Dopo vari tentativi per sottrarsi
al giudizio con il disconoscimento del tribunale giudicante,
Karadzic non ha potuto più rinviare ed ha così accettato di parlare. L'ex presidente della Repubblica serba di Bosnia-Erzegovina, è stato accusato nel
1996 di genocidio e crimini contro l'umanità commessi durante la guerra nell'ex Jugoslavia. Da allora e per venti anni ha vissuto in latitanza fino al suo arresto avvenuto a Belgrado il 21 luglio 2008
ad opera delle forze di sicurezza serbe. Il nipote di Karadzic, Dragan, ha raccontato come lo
zio durante la sua latitanza amasse recarsi in Italia per seguire le partite di
calcio di Lazio ed Inter, dove al tempo militavano i giocatori serbi Sinisa
Mihajlovic e Dajan Stankovic.
"La mia guerra era santa e
giusta. Fu colpa dei musulmani bosniaci che volevano uno stato islamico", così
Karadzic si è difeso consultando i suoi documenti davanti al computer e
assistito dal legale inglese Richard Harvey, assegnatogli d'ufficio. Per l'occasione ha indossato
una cravatta rosso-blu, i colori della bandiera nazionale, come
usava fare anche Slobodan Milosevic nelle occasioni importanti. L'ex presidente
ha inoltre rifiutato le accuse di pulizia etnica, del massacro di ottomila
uomini a Srebrenica e della creazione di campi di concentramento che, a suo avviso, erano solo centri di raccolta per rifugiati.

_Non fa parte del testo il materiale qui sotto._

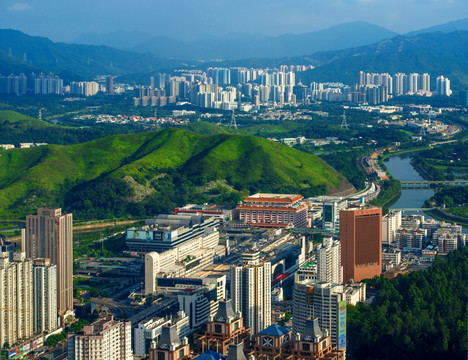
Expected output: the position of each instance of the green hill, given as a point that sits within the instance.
(20, 121)
(149, 173)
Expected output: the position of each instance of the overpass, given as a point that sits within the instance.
(314, 231)
(422, 184)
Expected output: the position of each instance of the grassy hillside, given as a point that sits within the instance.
(143, 174)
(17, 120)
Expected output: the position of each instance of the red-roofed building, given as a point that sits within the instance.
(274, 210)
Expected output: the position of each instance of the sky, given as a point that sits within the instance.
(64, 20)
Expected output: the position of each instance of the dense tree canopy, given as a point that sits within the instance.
(417, 316)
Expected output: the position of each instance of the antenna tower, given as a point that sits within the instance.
(233, 121)
(344, 124)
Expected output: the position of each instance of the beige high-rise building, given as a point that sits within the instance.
(16, 289)
(323, 300)
(49, 234)
(45, 295)
(251, 291)
(104, 339)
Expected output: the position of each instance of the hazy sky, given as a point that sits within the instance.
(66, 19)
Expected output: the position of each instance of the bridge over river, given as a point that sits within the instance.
(422, 184)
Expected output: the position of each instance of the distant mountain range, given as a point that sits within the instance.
(438, 53)
(242, 46)
(239, 46)
(21, 52)
(451, 26)
(435, 53)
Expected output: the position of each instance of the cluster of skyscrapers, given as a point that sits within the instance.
(21, 84)
(37, 282)
(229, 312)
(84, 88)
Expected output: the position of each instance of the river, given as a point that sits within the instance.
(401, 169)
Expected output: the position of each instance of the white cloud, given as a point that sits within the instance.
(20, 7)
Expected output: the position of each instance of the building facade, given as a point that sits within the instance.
(361, 243)
(105, 339)
(16, 298)
(274, 210)
(222, 330)
(390, 224)
(328, 257)
(45, 296)
(49, 234)
(251, 291)
(325, 301)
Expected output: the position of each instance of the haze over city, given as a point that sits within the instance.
(233, 180)
(182, 19)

Davanti all'aula erano presenti le
madri di Srebrenica, sempre più stanche e sempre più desiderose di un giudizio e
di giustizia per i figli uccisi in quel massacro.
Nel frattempo oggi c'è stato l'ennesimo rinvio del processo in quanto l'ex leader serbo-bosniaco ha chiesto ai
giudici del Tribunale penale per i crimini di guerra ulteriore tempo per poter preparare la sua linea difensiva.